I tell Neil that ZZ Top’s Billy Gibbons told Classic Rock that the best live band he had ever seen was Fugazi. Rick Rubin had taken him to see them in the 90s. Clutch could be the band borne out of Rick and Billy’s tequila-drenched fever dreams.
“I’d never have pegged Billy for a Fugazi fan!” laughs Neil. “I’ve never met him, no. I did pass by him backstage at Download, but I geeked out and ran off like a dummy. Both ZZ Top and Fugazi have had a big influence on Clutch.
“[Fugazi frontman] Ian MacKaye came out to our show in DC in December,” he says. “I think he had a false impression about us from back in the day, like we were a bunch of knuckleheads. Well, our early shows in DC were pretty knuckleheaded. It was great to meet the man and hopefully he left thinking we sounded a bit more like ZZ Top than he remembered.”
As they move from knuckleheads to elder statesmen, what can the seasoned vets of Clutch pass on to teenage metalheads?
“I’d tell them to never forget that rock’n’roll was once considered by many to be an imminent threat to Western civilisation,” says Neil.
“Albums were burned and censored. Performances were forbidden. People were beaten. In many places in the world today, that continues. The other night in Cologne we met a fan who had come from Islamabad to check out the gig. He described how they had underground listening parties.”
Underground metal shows. And when he says ‘underground’ we’re not talking figuratively. These guys could lose their lives but they do it anyway. That’s an Earth Rocker.
“The older I get, the more I appreciate how lucky I am to be part of this phenomenon. The one thing that has allowed us to keep it going this long is that we put music above all else. Music is its own reward. If you treat it as a vehicle to something else, some destination of fame and fortune, you’ll fail. If you hold music in the regard that it should be, with reverence, respect and awe, then you’ve already arrived.”
Back in that shit hotel in snowy London, Tim is looking over his cider at me. “I tell you what I’d like to read…” he sneers.

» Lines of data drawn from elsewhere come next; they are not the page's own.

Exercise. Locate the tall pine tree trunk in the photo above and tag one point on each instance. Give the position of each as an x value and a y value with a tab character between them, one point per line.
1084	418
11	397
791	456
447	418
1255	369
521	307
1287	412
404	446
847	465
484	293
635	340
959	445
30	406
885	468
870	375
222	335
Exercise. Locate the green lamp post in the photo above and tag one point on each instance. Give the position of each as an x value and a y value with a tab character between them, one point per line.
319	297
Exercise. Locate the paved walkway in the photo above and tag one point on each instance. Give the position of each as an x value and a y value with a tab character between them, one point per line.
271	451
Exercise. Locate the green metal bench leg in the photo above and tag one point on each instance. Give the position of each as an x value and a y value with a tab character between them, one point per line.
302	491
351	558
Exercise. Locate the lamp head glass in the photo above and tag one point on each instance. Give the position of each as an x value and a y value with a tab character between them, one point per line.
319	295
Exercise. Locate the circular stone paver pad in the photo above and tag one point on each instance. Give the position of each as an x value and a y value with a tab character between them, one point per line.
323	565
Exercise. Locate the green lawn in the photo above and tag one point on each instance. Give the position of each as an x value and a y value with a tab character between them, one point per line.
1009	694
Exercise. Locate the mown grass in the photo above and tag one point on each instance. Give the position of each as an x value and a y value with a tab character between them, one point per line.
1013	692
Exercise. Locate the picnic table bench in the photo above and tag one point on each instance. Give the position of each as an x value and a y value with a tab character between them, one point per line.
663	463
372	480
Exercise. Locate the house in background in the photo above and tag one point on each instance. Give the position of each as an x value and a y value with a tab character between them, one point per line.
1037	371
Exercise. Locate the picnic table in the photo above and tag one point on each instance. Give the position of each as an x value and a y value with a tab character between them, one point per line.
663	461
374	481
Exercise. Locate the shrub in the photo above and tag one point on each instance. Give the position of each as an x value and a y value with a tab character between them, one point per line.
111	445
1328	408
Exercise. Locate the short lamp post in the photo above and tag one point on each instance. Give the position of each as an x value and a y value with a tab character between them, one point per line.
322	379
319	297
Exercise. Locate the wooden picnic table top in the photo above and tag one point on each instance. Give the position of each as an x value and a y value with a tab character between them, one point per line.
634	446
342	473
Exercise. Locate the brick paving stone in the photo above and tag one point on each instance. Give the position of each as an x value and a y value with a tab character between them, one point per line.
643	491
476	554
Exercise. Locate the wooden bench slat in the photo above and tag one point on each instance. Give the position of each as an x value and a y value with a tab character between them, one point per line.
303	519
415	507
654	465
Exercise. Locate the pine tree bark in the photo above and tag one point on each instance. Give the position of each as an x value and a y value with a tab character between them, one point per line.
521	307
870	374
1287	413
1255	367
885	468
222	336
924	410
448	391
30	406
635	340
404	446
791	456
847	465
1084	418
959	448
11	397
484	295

My gravestone, I’m thinking. Maybe the back of his eyelids. Possibly the back of my eyelids after he peels the skin off my skull and wears me like a mask.
“Ginger Baker’s autobiography.”
Ginger Baker: Cream drummer, hard-rock pioneer, jazzer, fusion maverick, ex-junkie, polo player. His book is great, I tell Tim: all heroin, fist fights and car crashes. And I’ve met him. He came to the Classic Rock Awards one year and I looked after him. At one point I saw him pacing, agitated, a 20-something girlfriend/wife and a kid in tow, so I asked if I could help.
“I’m looking for somewhere to smoke!” he barked.
I got him to follow me to the smoking area, a hoarding built out into the alley so no-one could see the gods of rock having a fag. Ginger sparked up and relaxed and then, as soon as the fag was out, started trying all the doors around him.
“What are you looking for?” I asked him.
“Where’s the fucking toilets?”
“The closest one is down where we’ve just come from,” I told him.
He looked at me like I’d just shat in his teacup. Then he pushed the hoarding aside, unzipped and pissed out into the street like a horse.
Clutch chuckle. “If I’d heard about him doing that when he was 19, I’d have thought he was a douche,” says Neil. “But hearing it about him now, in his 70s, he sounds like a hero.”
Maybe there’s hope for us old guys yet.